Quanto aos sinais dos tempos de globalização creio que nos merecem de facto alguma atenção. Não porque diabolize a globalização, mas porque me parece que o deserto de cultura religiosa que vivemos, se deve em boa medida aos crentes, aos católicos. São estes (cada um de nós) que precisam deixar a «sua fèzada», e passarem a ser proactivos.
È um facto que temos uma sociedade muito secularizada e laicista. Mas, o que fazemos nós para defender a nossa identidade e cultura religiosas?!
Quantos deixaram de fazer o seu presépio? Quantos evitam de todo o modo evidenciar a sua religião?! Quantos deixaram de falar com seus colegas de trabalho, amigos ou familiares de temas religiosos, sejam eles o Natal, a Páscoa ou a despenalização do aborto e eutanásia?!
Fico muitas vezes surpreendido por verificar que os que mais vacilam nas convicções, perante os desafios desta sociedade mediatizada, são os católicos.
Há pouco interesse sobre o que é essencial e edificante quer no passado quer nos dias de hoje. Em contrapartida persiste um complexo (de culpa?! De desculpa?!) com desvios históricos do passado como a Inquisição e as Cruzadas, com condutas condenáveis dalguns membros de ordens religiosas, com «a hierarquia eclesiàstica», com desvios ou excessos doutrinais, etc.,etc..
Ele até há quem tenha encontrado a verdade nunca revelada no Código do Sr Brown...
Uma catequese de infância mais substancial,
Uma vivência eclesial adulta mais a sério,
Uma cultura religiosa mais rica,
e, o indispensável caminho de aprendizagem e aperfeiçoamento de cada um de nós,
poderão talvez fazer com que se resolva ràpidamente esta confusão contemporânea (global?!) que distingue superficialmente o Natal e a Páscoa... de outros dias feriado/comemorativos do calendário civil.
Desculpem ter fugido ao tema.
José Luis
Apesar de não ter visto o filme, o tema apresentado é demasiado interessante para não exprimir algumas curtas palavras.
Qual a relação entre o Natal e a Páscoa? Ousarei dizer que ambas são intensas celebrações do infinito amor que Deus tem por cada um de nós!

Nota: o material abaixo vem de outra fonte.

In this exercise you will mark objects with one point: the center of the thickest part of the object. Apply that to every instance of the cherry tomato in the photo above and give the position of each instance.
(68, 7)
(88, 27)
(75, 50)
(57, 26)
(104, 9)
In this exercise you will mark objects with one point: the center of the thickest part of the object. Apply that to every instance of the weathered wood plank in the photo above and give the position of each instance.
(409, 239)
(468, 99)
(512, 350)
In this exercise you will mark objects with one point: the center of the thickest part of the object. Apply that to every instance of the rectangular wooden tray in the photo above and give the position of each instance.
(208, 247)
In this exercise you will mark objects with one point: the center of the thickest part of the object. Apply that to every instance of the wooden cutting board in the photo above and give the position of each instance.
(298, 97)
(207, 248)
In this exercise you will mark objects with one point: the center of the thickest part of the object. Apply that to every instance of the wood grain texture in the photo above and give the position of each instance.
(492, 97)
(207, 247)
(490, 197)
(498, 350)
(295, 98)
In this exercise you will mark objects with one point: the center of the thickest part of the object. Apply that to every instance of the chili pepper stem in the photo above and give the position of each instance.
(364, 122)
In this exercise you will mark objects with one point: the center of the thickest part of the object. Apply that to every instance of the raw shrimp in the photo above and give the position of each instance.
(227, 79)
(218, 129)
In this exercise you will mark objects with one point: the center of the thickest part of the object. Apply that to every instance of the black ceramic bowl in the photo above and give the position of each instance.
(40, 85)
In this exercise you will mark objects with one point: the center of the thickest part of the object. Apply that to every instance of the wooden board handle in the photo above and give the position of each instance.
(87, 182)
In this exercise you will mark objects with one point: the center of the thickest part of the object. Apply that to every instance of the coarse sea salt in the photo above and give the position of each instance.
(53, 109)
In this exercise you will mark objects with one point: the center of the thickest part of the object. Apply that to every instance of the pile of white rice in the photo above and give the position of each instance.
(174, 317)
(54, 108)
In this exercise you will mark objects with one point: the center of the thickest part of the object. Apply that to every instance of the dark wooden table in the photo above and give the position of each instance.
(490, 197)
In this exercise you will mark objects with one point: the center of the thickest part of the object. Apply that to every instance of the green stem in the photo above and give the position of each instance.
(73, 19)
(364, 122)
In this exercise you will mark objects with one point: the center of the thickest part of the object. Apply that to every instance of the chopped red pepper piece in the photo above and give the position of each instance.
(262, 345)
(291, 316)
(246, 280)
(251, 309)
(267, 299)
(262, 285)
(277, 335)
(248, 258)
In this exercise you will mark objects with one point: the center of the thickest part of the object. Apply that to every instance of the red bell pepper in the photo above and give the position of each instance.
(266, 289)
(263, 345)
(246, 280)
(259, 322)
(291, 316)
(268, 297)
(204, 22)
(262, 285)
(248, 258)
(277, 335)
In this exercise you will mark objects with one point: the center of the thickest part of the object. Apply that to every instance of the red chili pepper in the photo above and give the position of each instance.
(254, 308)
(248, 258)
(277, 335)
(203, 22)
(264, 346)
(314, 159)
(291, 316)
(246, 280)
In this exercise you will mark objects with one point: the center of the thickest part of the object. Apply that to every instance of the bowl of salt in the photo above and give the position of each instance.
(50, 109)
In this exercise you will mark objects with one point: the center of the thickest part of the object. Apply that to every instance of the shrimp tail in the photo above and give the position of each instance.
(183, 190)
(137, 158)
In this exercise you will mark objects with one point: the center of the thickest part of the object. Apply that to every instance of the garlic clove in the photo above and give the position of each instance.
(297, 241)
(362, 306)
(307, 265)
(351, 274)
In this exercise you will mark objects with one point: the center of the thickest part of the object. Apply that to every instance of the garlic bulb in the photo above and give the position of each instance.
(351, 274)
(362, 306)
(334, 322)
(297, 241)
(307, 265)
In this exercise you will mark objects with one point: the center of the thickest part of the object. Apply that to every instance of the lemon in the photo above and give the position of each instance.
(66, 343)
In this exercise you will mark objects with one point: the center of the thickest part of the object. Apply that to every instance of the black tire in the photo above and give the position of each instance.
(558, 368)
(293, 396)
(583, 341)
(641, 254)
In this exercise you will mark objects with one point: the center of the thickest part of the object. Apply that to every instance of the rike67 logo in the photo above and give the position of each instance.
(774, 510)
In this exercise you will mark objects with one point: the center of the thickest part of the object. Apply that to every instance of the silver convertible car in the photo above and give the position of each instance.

Se já hoje celebramos um Natal orientado para a figura bonacheirona do Pai Natal que desce da chaminé a oferecer presentes esquecendo muitas vezes o menino que nasceu em Belém, sem o mistério da morte e ressurreição de Cristo, então o que seria o Natal? Possivelmente seria apenas a festa do solstício de Inverno celebrado apenas por alguns povos da terra.
No Natal, sob a celebração do nascimento de Jesus, festejamos a vinda de Deus que encarna junto de nós fazendo-se um de nós. E Deus connosco não vem só para apreciar a nossa companhia ou experimentar a vida da sua criação, vem para se entregar, para se oferecer, para ser imolado por nós e com o seu sacrifício conduzir-nos à felicidade infinita, propósito para o qual nos criou a cada um. Esse sacrifício, celebrado dominicalmente, é vivido intensamente por nós na Páscoa.
O Natal não existe sem a Páscoa, nem a Páscoa existe sem o Natal, sem a vinda do Senhor que se oferece a nós e por nós, pela sua criação.